L’annonce ne pouvait guère tomber à un pire moment. Toute la Thaïlande s’apprête à fêter la semaine prochaine l’entrée dans la nouvelle année. Une semaine de réjouissances, de retrouvailles familiales et d’agapes. Or le couperet est tombé le 8 avril, rapporte The Bangkok Post : “Dans 41 provinces, dont Bangkok, les lieux de divertissement jugés à risques devront fermer leurs portes pour quinze jours”, à compter de ce vendredi 9 avril minuit. Par “lieux jugés à risques”, le gouvernement entend notamment “les pubs, bars, karaokés et salons de massage”.
C’est d’un de ces lieux que semble être partie la nouvelle vague de contamination, “qui se répand rapidement à travers le pays”. Plus précisément, du quartier de Thong Lor, à Bangkok. Entre le 3 et le 8 avril, explique le journal, sur un peu plus de 3 000 tests effectués auprès de clients “de pubs, bars et clubs” de ce quartier, 399 étaient positifs. “Et on attend toujours le résultat pour 1 075 autres.” Le variant britannique a été détecté dans ce foyer de contamination. Au total, depuis le début de la pandémie, la Thaïlande a enregistré 30 000 cas et 95 décès.

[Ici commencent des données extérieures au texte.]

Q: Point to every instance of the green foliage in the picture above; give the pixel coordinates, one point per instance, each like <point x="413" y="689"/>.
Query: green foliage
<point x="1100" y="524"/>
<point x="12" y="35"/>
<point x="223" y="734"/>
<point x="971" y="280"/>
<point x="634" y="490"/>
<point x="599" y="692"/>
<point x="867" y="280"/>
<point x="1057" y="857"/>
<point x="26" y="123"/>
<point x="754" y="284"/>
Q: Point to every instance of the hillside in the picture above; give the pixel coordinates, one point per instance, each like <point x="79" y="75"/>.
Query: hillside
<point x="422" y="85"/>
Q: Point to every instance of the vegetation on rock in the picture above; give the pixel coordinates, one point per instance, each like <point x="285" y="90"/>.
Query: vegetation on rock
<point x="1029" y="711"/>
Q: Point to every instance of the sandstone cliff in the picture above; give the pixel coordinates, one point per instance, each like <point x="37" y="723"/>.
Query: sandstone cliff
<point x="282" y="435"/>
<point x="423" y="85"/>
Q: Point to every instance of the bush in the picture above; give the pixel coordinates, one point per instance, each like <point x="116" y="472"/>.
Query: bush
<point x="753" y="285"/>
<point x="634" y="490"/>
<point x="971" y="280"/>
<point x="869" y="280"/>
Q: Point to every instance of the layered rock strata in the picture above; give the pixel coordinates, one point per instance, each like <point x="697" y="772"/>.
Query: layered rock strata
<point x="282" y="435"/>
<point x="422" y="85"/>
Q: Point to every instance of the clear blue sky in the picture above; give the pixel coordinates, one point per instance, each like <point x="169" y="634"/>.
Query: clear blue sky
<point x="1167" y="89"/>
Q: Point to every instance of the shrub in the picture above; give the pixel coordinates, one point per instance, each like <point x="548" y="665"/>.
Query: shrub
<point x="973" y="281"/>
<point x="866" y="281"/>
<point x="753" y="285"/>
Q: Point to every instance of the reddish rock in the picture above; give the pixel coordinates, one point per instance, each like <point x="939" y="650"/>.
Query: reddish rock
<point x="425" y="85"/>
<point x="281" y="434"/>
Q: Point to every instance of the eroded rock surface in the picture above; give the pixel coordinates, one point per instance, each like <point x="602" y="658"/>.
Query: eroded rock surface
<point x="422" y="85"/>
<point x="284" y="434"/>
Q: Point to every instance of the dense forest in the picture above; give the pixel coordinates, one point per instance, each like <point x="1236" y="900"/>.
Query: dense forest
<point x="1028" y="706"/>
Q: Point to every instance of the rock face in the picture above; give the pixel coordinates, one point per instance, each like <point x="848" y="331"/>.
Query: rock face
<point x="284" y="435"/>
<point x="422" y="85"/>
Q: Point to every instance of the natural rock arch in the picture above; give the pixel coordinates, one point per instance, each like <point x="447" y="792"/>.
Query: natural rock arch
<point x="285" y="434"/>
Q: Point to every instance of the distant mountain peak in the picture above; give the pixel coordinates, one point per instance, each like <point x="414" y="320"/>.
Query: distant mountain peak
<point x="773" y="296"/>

Le ministre des Transports pointé du doigt
Cette “troisième vague”, s’inquiète le Bangkok Post dans son éditorial ce vendredi 9 avril, “va mettre à l’arrêt une économie nationale déjà fragile”. Et “qui va en être tenu responsable ?” lance le journal, qui appelle à “punir les contrevenants aux règles sanitaires”.
Et par “contrevenants”, il entend ces puissants qui, au mépris de tout geste barrière, ont fréquenté des clubs de Thong Lor. Le ministre des Transports en particulier est visé. Saksayam Chidchob, aujourd’hui positif et hospitalisé, se serait rendu “avec plusieurs gros bonnets” dans un de ces lieux de divertissement. Le ministre, souligne le quotidien, est resté très évasif sur son emploi du temps fin mars, début avril.
“Ce qui s’est passé à Thong Lor montre la face sombre de nombreux lieux de divertissement de luxe”, reprend l’éditorialiste. Sur une vidéo, on voit notamment que “l’un des clubs de Thong Lor, à la clientèle riche et puissante, a enfreint toutes les règles sanitaires”.
Certaines images montrent de jolies mannequins qui boivent toutes dans le même verre, sous les encouragements de clients masculins qui ont sans doute, eux aussi, utilisé ce verre. Une nouvelle vague était donc inévitable.
Et c’est sans évoquer les “services plus discrets”, qui, pour les VIP, sont “l’occasion d’une intimité encore plus étroite”.
En Thaïlande, un état d’urgence est toujours en vigueur. Si la “police applique rigoureusement les réglementations draconiennes pour se débarrasser des militants prodémocratie depuis plusieurs mois”, déplore le Bangkok Post, les puissants continuent de jouir d’une impunité sans limite. Et de la complicité des autorités :
“Cette transgression des règles n’aurait pas été possible si les autorités n’avaient pas fait mine de regarder ailleurs.”
Aujourd’hui, assène le journal, si le gouvernement est sincère dans sa volonté de lutter contre la pandémie, il “doit faire en sorte que la loi s’applique à tous ceux qui ne respectent pas les règles, quel que soit leur statut social ou politique”. Sans quoi, “ils n’apprendront jamais de leurs erreurs”.